ある晴れた日の昼下がり、私は近くの公園まで散歩に出かけました。そこには、2才くらいの女の子を遊ばせている母子の姿がありました。
私がベンチに腰をおろして青く澄んだ空に見とれていると、その子がおぼつかない足取りで近づいてきました。両手でなにか小さなものを、大事そうにはさんでいます。
「はい」といって、私の目の前にちっちゃな手を突き出しました。指のすきまから、土まみれになった青いガラス玉がキラリと現われました。
私がしゃがんで「わぁ、きれい。ありがとう」といって受けとると、その子はとても満足そうでした。「どうもすみません」という母親の声に、ニコニコして振り返り砂場に戻っていきました。
なんのこだわりもためらいもない幼子の好意に、私はすっかり感動してしまいました。知らないうちに私の中にあった警戒心や緊張が一気にほどけて、なんだかとってもやさしい気持ちが体中にあふれました。
作為がなくて無防備で、ただ思いやりに満ちたものに触れると、私たちは安心して自分を開きます。反射的に、そうなるんですね。
逆にいうと、それだけ社会生活では、神経をとがらせ、しくじってはいけない、だまされてはいけない、自分はどう映っているんだろうと気を張って生きているんだと思います。
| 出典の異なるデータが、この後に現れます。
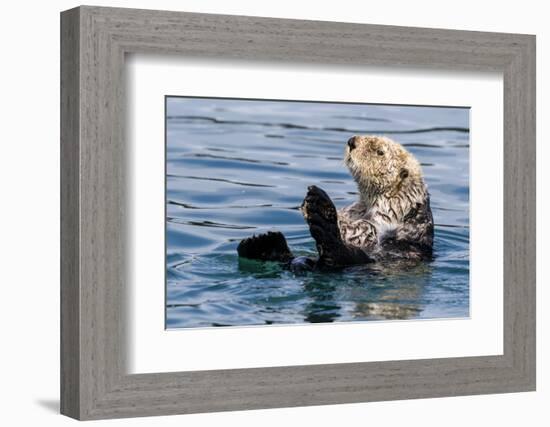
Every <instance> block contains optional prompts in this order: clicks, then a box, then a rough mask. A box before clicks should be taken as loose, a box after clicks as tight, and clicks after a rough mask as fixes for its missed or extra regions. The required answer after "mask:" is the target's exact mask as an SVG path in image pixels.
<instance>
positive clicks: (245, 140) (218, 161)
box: [166, 97, 469, 328]
mask: <svg viewBox="0 0 550 427" xmlns="http://www.w3.org/2000/svg"><path fill="white" fill-rule="evenodd" d="M468 127H469V111H468V109H464V108H437V107H405V106H384V105H353V104H325V103H298V102H270V101H245V100H223V99H191V98H175V97H171V98H167V134H166V136H167V179H166V183H167V191H166V203H167V205H166V215H167V223H166V233H167V234H166V239H167V254H166V263H167V267H166V268H167V271H166V278H167V279H166V286H167V289H166V296H167V299H166V319H167V327H168V328H187V327H210V326H224V325H233V326H235V325H266V324H290V323H307V322H342V321H368V320H388V319H422V318H451V317H467V316H468V315H469V133H468ZM365 133H374V134H386V135H388V136H390V137H391V138H393V139H395V140H397V141H398V142H400V143H402V144H403V145H405V146H406V147H407V148H408V149H409V150H410V151H411V152H412V153H413V154H414V155H415V156H416V157H417V158H418V159H419V160H420V162H421V163H422V165H423V170H424V175H425V178H426V181H427V184H428V187H429V191H430V194H431V202H432V210H433V214H434V220H435V223H436V226H435V246H434V250H435V259H434V261H432V262H429V263H422V264H419V265H416V266H413V267H410V266H409V267H407V268H395V266H391V265H389V266H388V265H376V266H369V267H353V268H348V269H346V270H344V271H341V272H338V273H308V274H306V275H303V276H295V275H294V274H292V273H291V272H289V271H287V270H284V269H281V268H280V266H278V265H277V264H273V263H259V262H255V261H250V260H242V259H241V260H239V258H238V257H237V253H236V247H237V244H238V242H239V241H240V240H241V239H242V238H244V237H247V236H250V235H252V234H254V233H256V234H257V233H261V232H265V231H268V230H280V231H282V232H283V233H284V234H285V236H286V237H287V240H288V242H289V246H290V247H291V249H292V250H293V252H294V253H295V254H297V255H314V254H315V247H314V243H313V240H312V238H311V236H310V234H309V231H308V228H307V226H306V224H305V222H304V220H303V218H302V215H301V213H300V212H299V210H298V206H299V205H300V203H301V202H302V199H303V197H304V195H305V192H306V189H307V186H308V185H311V184H316V185H318V186H320V187H321V188H323V189H324V190H325V191H327V193H328V194H329V195H330V196H331V198H332V199H333V200H334V203H335V204H336V206H337V207H338V208H340V207H342V206H345V205H348V204H350V203H352V202H353V201H354V200H356V197H357V189H356V187H355V184H354V182H353V180H352V178H351V176H350V174H349V173H348V171H347V169H346V167H345V166H344V164H343V162H342V158H343V152H344V144H345V141H347V139H348V138H349V137H350V136H352V135H353V134H365Z"/></svg>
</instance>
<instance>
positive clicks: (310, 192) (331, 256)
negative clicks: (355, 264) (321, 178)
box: [301, 185, 345, 265]
mask: <svg viewBox="0 0 550 427" xmlns="http://www.w3.org/2000/svg"><path fill="white" fill-rule="evenodd" d="M301 209H302V213H303V214H304V218H305V220H306V222H307V224H308V225H309V231H310V233H311V236H312V237H313V239H314V240H315V243H316V246H317V251H318V252H319V260H320V261H321V263H323V264H326V265H338V264H341V263H342V261H343V260H342V259H341V258H342V254H343V252H345V245H344V243H343V242H342V238H341V236H340V230H339V228H338V214H337V212H336V207H335V206H334V203H332V200H330V197H329V196H328V195H327V193H325V192H324V191H323V190H321V189H320V188H319V187H316V186H314V185H312V186H311V187H309V188H308V192H307V195H306V198H305V199H304V202H303V203H302V206H301Z"/></svg>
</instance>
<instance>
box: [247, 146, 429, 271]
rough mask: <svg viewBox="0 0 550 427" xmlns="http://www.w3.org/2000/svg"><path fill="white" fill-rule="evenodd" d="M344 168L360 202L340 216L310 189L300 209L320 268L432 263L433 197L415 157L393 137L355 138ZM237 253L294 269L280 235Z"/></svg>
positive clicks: (335, 209) (342, 209)
mask: <svg viewBox="0 0 550 427" xmlns="http://www.w3.org/2000/svg"><path fill="white" fill-rule="evenodd" d="M345 163H346V165H347V167H348V169H349V170H350V172H351V174H352V175H353V177H354V179H355V182H356V183H357V187H358V190H359V200H358V201H357V202H356V203H354V204H352V205H350V206H347V207H345V208H343V209H340V210H339V211H337V210H336V208H335V206H334V203H333V202H332V200H331V199H330V197H329V196H328V195H327V194H326V193H325V192H324V191H323V190H322V189H320V188H319V187H316V186H310V187H309V188H308V192H307V194H306V197H305V198H304V201H303V203H302V206H301V211H302V213H303V215H304V219H305V220H306V222H307V224H308V226H309V229H310V233H311V235H312V237H313V238H314V240H315V242H316V247H317V251H318V253H319V258H318V259H317V260H316V263H315V268H339V267H344V266H348V265H354V264H365V263H370V262H374V261H378V260H385V259H408V260H427V259H430V258H431V257H432V248H433V233H434V226H433V217H432V212H431V208H430V197H429V193H428V190H427V187H426V184H425V183H424V179H423V176H422V170H421V167H420V164H419V163H418V161H417V160H416V159H415V158H414V156H413V155H412V154H410V153H409V152H407V151H406V150H405V148H404V147H403V146H401V145H400V144H398V143H397V142H394V141H392V140H391V139H389V138H385V137H379V136H355V137H352V138H350V140H349V141H348V144H347V146H346V152H345ZM237 251H238V253H239V256H241V257H245V258H252V259H259V260H264V261H280V262H284V263H289V265H290V266H291V267H292V265H293V260H294V257H293V255H292V252H291V251H290V249H289V248H288V245H287V244H286V240H285V238H284V236H283V235H282V234H281V233H278V232H270V233H267V234H264V235H260V236H253V237H252V238H248V239H244V240H243V241H242V242H241V243H240V244H239V247H238V248H237Z"/></svg>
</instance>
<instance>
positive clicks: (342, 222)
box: [338, 203, 395, 248]
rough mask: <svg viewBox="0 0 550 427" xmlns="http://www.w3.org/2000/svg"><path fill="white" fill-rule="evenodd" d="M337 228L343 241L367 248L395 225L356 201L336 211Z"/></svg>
mask: <svg viewBox="0 0 550 427" xmlns="http://www.w3.org/2000/svg"><path fill="white" fill-rule="evenodd" d="M338 228H339V229H340V235H341V236H342V239H343V240H344V241H345V242H347V243H349V244H352V245H354V246H357V247H362V248H369V247H373V246H375V245H376V244H377V243H378V242H379V239H380V238H381V237H382V236H383V235H384V234H385V233H387V232H388V231H390V230H392V229H394V228H395V225H394V224H391V223H389V222H387V221H385V220H384V218H383V217H382V216H380V215H377V212H376V210H374V209H368V208H366V207H365V206H364V205H361V204H359V203H356V204H353V205H351V206H347V207H345V208H343V209H341V210H340V211H338Z"/></svg>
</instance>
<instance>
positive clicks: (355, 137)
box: [348, 136, 357, 151]
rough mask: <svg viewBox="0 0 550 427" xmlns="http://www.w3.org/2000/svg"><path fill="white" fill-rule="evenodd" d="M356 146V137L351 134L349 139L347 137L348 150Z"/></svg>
mask: <svg viewBox="0 0 550 427" xmlns="http://www.w3.org/2000/svg"><path fill="white" fill-rule="evenodd" d="M356 146H357V137H355V136H352V137H351V138H350V139H348V147H349V151H352V150H353V149H354V148H355V147H356Z"/></svg>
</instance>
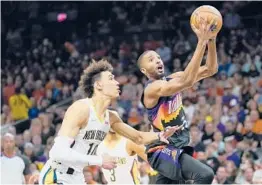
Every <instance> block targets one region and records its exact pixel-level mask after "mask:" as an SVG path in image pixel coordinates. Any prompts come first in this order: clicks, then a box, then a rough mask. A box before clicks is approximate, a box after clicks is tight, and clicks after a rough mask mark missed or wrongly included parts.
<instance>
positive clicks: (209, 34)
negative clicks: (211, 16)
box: [192, 16, 217, 41]
mask: <svg viewBox="0 0 262 185" xmlns="http://www.w3.org/2000/svg"><path fill="white" fill-rule="evenodd" d="M197 19H198V22H199V27H198V28H196V27H195V26H194V25H192V29H193V30H194V32H195V33H196V35H197V37H198V40H201V41H208V40H209V39H213V38H215V37H216V35H217V33H214V32H212V28H213V26H214V25H216V24H217V22H216V20H215V19H212V20H211V21H210V23H208V20H207V18H206V17H200V16H197Z"/></svg>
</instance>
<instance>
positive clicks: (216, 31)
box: [190, 5, 223, 35]
mask: <svg viewBox="0 0 262 185" xmlns="http://www.w3.org/2000/svg"><path fill="white" fill-rule="evenodd" d="M201 19H207V23H208V24H210V23H211V21H212V20H213V24H212V26H211V30H212V32H214V35H216V34H217V33H218V32H219V31H220V30H221V28H222V25H223V18H222V15H221V14H220V12H219V11H218V10H217V9H216V8H215V7H213V6H209V5H203V6H200V7H198V8H197V9H196V10H195V11H194V12H193V13H192V15H191V17H190V25H191V27H192V26H195V27H196V28H197V29H198V28H199V25H200V22H201Z"/></svg>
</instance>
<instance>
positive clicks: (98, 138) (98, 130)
mask: <svg viewBox="0 0 262 185" xmlns="http://www.w3.org/2000/svg"><path fill="white" fill-rule="evenodd" d="M106 134H107V133H106V132H103V131H101V130H89V131H86V133H85V135H84V137H83V139H84V140H90V139H94V140H99V141H103V140H104V138H105V137H106Z"/></svg>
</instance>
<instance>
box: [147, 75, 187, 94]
mask: <svg viewBox="0 0 262 185" xmlns="http://www.w3.org/2000/svg"><path fill="white" fill-rule="evenodd" d="M189 87H191V84H189V83H187V82H185V81H183V79H182V78H172V79H171V80H169V81H165V80H157V81H155V82H153V83H151V84H150V85H149V86H148V87H147V88H146V90H145V96H147V98H160V97H164V96H172V95H174V94H175V93H178V92H181V91H183V90H185V89H187V88H189Z"/></svg>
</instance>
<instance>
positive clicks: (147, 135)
mask: <svg viewBox="0 0 262 185" xmlns="http://www.w3.org/2000/svg"><path fill="white" fill-rule="evenodd" d="M157 140H159V133H157V132H139V140H138V141H135V142H136V143H137V144H143V145H147V144H150V143H153V142H155V141H157Z"/></svg>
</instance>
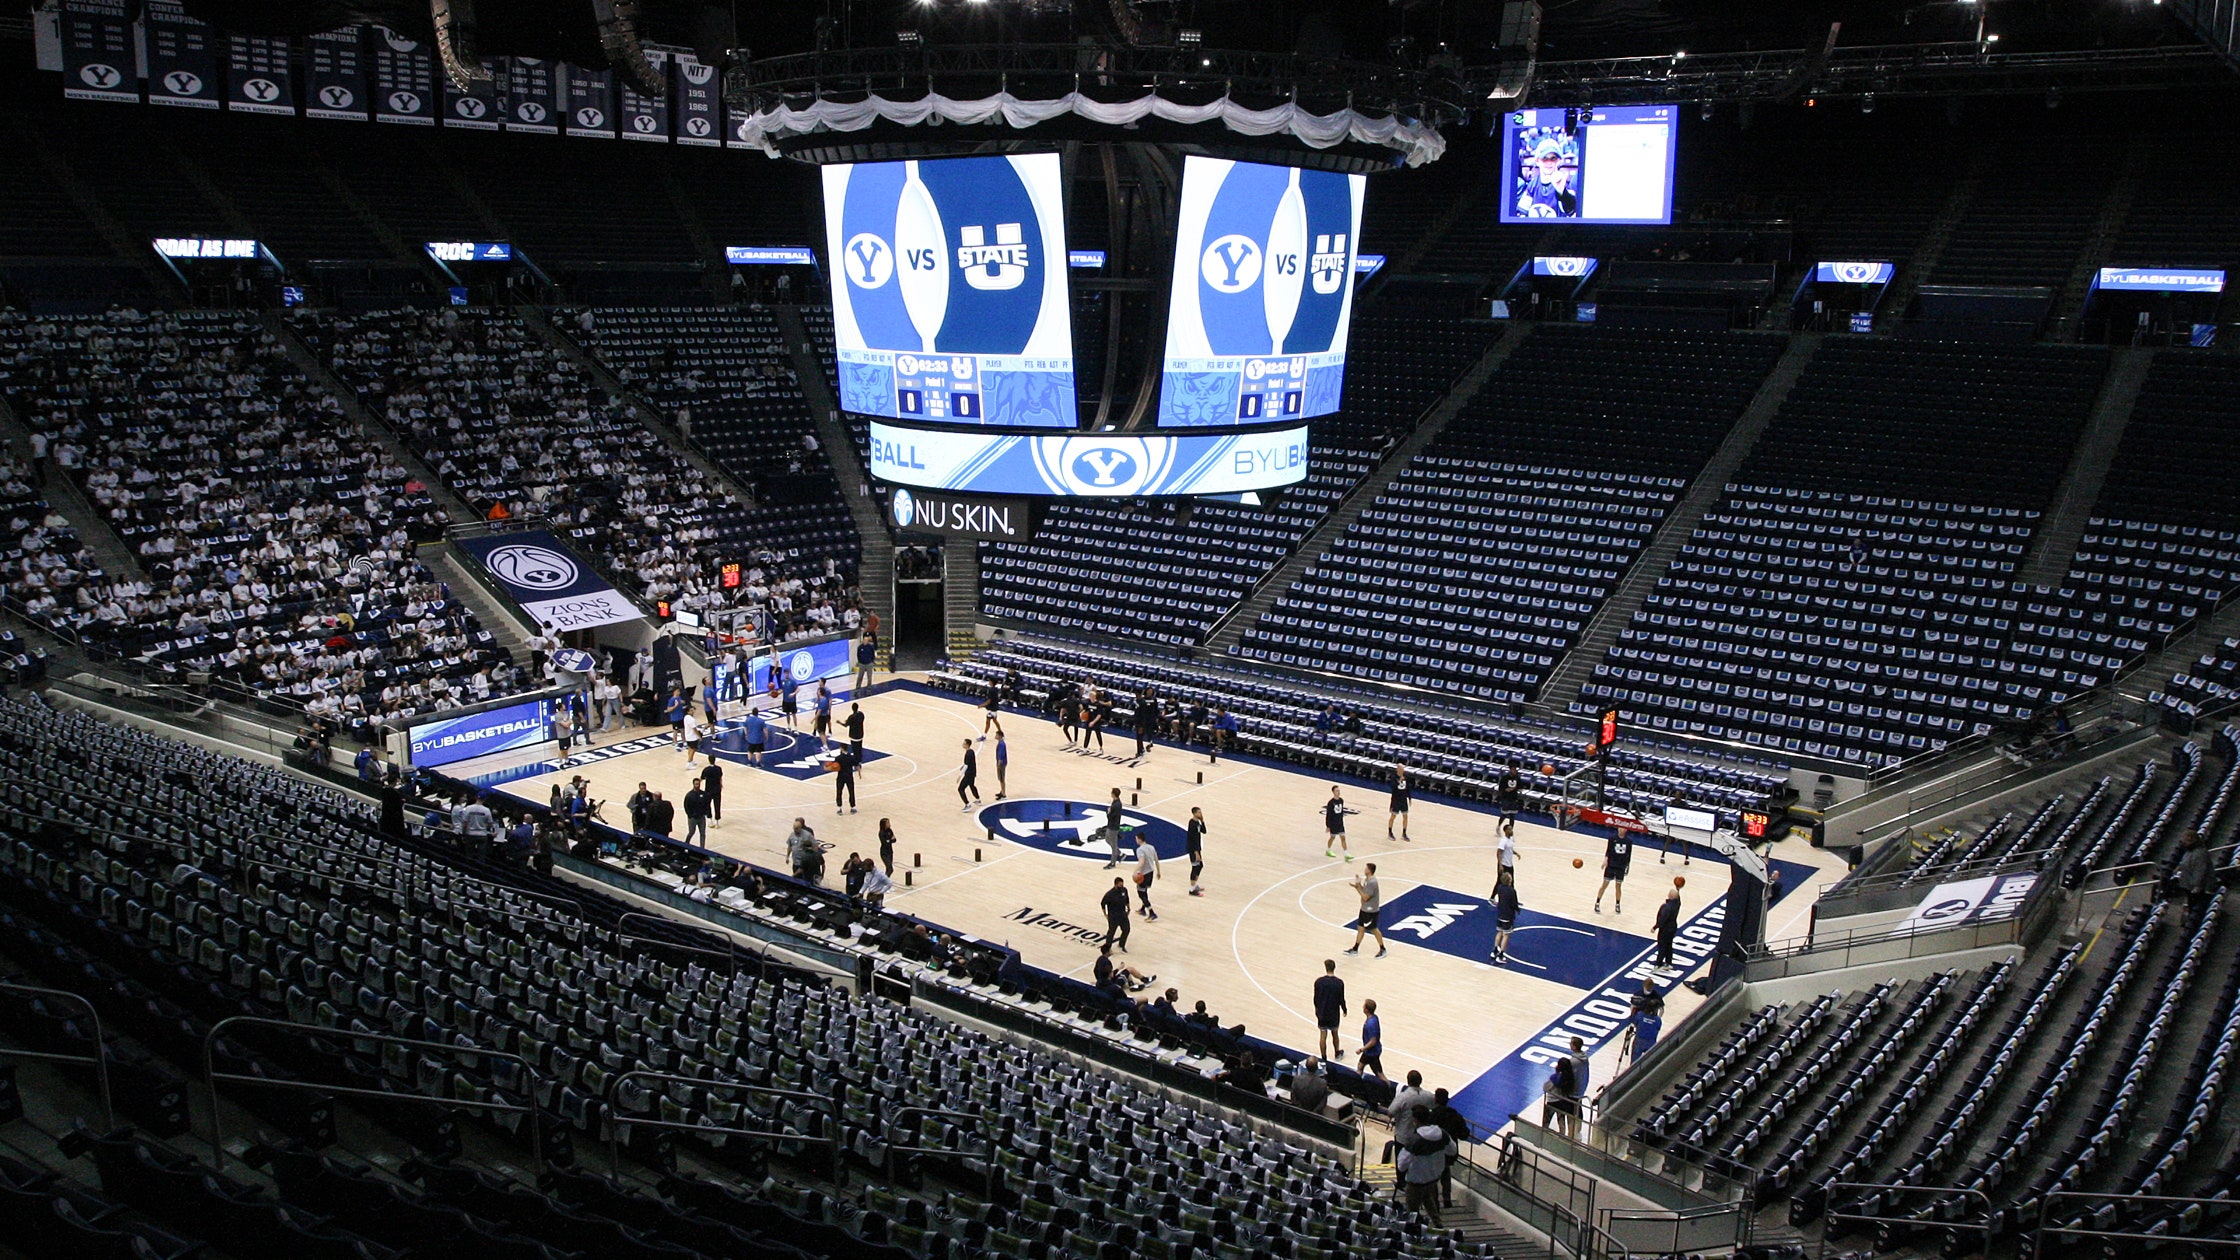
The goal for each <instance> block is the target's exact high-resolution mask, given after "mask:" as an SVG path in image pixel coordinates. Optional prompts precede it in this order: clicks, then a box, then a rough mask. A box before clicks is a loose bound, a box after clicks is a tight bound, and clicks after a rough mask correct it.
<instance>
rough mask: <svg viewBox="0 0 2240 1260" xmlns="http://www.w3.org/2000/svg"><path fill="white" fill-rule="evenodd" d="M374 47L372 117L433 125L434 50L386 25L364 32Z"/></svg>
mask: <svg viewBox="0 0 2240 1260" xmlns="http://www.w3.org/2000/svg"><path fill="white" fill-rule="evenodd" d="M367 45H370V47H372V49H374V121H376V123H405V126H414V128H432V126H435V105H437V94H435V54H432V52H428V49H426V47H421V45H417V43H412V40H408V38H403V36H399V34H396V31H392V29H388V27H374V29H372V36H367Z"/></svg>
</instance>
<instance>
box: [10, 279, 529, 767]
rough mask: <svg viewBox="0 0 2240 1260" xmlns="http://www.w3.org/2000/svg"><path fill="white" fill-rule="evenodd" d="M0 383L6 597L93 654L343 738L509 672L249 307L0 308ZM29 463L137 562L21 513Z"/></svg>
mask: <svg viewBox="0 0 2240 1260" xmlns="http://www.w3.org/2000/svg"><path fill="white" fill-rule="evenodd" d="M0 392H4V395H7V397H9V401H11V404H13V408H16V413H18V415H20V417H22V421H25V426H27V428H29V430H31V455H34V466H31V469H18V466H13V464H11V466H9V469H7V480H4V482H0V493H4V495H7V498H9V500H11V504H13V520H20V522H22V525H25V529H22V531H20V534H16V547H18V549H20V552H18V554H13V556H11V558H9V560H11V563H9V583H7V585H9V596H11V599H18V601H20V605H22V608H25V612H29V614H31V617H36V619H40V621H45V623H49V626H52V628H56V630H63V632H67V634H74V637H78V639H81V641H83V643H85V646H87V648H90V650H92V652H96V655H110V657H125V659H134V661H141V664H146V666H152V668H157V670H166V673H175V675H186V673H206V675H211V677H213V679H217V682H226V684H237V686H242V688H249V691H255V693H262V695H271V697H284V700H289V702H293V704H300V706H302V708H305V711H307V713H309V715H311V717H314V720H325V722H332V724H336V726H340V729H356V731H358V733H365V731H367V729H370V726H374V724H381V722H394V720H405V717H410V715H414V713H428V711H437V708H450V706H457V704H461V702H470V700H477V697H488V695H504V693H508V691H517V688H520V686H522V684H526V679H520V677H515V670H513V668H511V664H508V661H506V657H504V652H502V650H500V648H497V646H495V641H493V639H491V634H488V632H486V630H484V628H482V626H479V623H477V621H475V617H473V614H470V612H468V610H466V608H461V605H459V603H455V601H450V599H448V590H446V587H444V585H441V583H437V581H435V576H432V574H430V572H428V569H426V567H423V565H421V563H419V558H417V545H419V543H428V540H435V538H441V534H444V511H441V507H437V502H435V500H432V498H430V495H428V489H426V487H423V484H419V482H417V480H414V478H412V475H410V473H408V471H405V469H403V466H401V464H399V462H396V460H394V457H392V455H390V453H388V451H383V448H381V446H379V444H374V442H370V439H367V437H365V435H363V433H358V430H356V426H354V424H352V421H349V417H347V415H345V413H343V406H340V401H338V399H336V397H334V395H329V392H325V390H320V388H318V386H314V383H311V381H309V379H305V377H302V374H300V372H298V370H293V365H291V363H289V359H287V352H284V348H282V343H280V339H278V336H273V334H271V332H269V330H264V327H262V325H260V323H258V321H255V316H242V314H231V312H157V314H141V312H132V309H114V312H108V314H103V316H83V318H69V321H63V318H29V316H20V314H13V312H0ZM49 466H52V469H54V471H56V473H58V475H67V478H72V480H76V484H78V489H81V491H83V493H85V498H87V500H90V502H92V504H94V509H96V511H101V513H103V518H105V520H108V525H110V527H112V529H114V534H116V536H119V540H121V543H123V545H125V547H128V549H132V552H134V554H137V558H139V574H103V572H101V569H99V565H94V563H92V560H90V558H87V556H85V552H83V549H78V547H76V540H74V536H72V534H69V527H67V522H65V520H63V518H60V516H56V513H54V511H52V509H47V511H45V513H43V516H40V518H38V522H36V525H34V522H31V516H29V511H34V502H43V500H36V498H34V484H31V482H34V480H40V478H43V475H45V473H47V469H49ZM13 520H11V527H13Z"/></svg>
これは、孤独といわれる現代人にペットを飼う人々が増え、動物と触れ合うひとときに安らぎを見い出しているという現象にも反映されています。
なんの疑いもなく慕い、全身で愛情を表現するペットの姿に癒されたり、あるいは、ペットを思いやる自分自身にホッとしたりするのでしょう。
だれだって「やさしい自分」は好きだし、笑顔をふりまき愛を放って暮らしたいと願っています。でも、人間関係において、それがうまくいかないのはなぜでしょうか?
もし、あなたがそう感じているとしたら、それは無意識のうちに、相手が作為のない好意を差し出してくれるのを待っているせいかもしれません。
待っているうちに、いつしか引っ込み思案になり、しだいに疑い深くなって、その結果、相手に遠慮や警戒心を抱かせている…としたら、この辺で、その悪循環を断ち切りましょう。
先に、相手を安心させてあげる側に立つんです。あなたから見返りを期待しない好意″をさっさと渡す。それでどう思われようが気にしないと腹をくくります。ここは、思い切りのよさを発揮してください。
すると、自分の気は楽になるし、作為のない好意は相手からやさしい気持ちを引き出すので、以前よりも関係がよくなります。
あげっぱなしの好意にこそ、価値があるんですね。そうすれば、いつもやさしいあなたでいられますよ。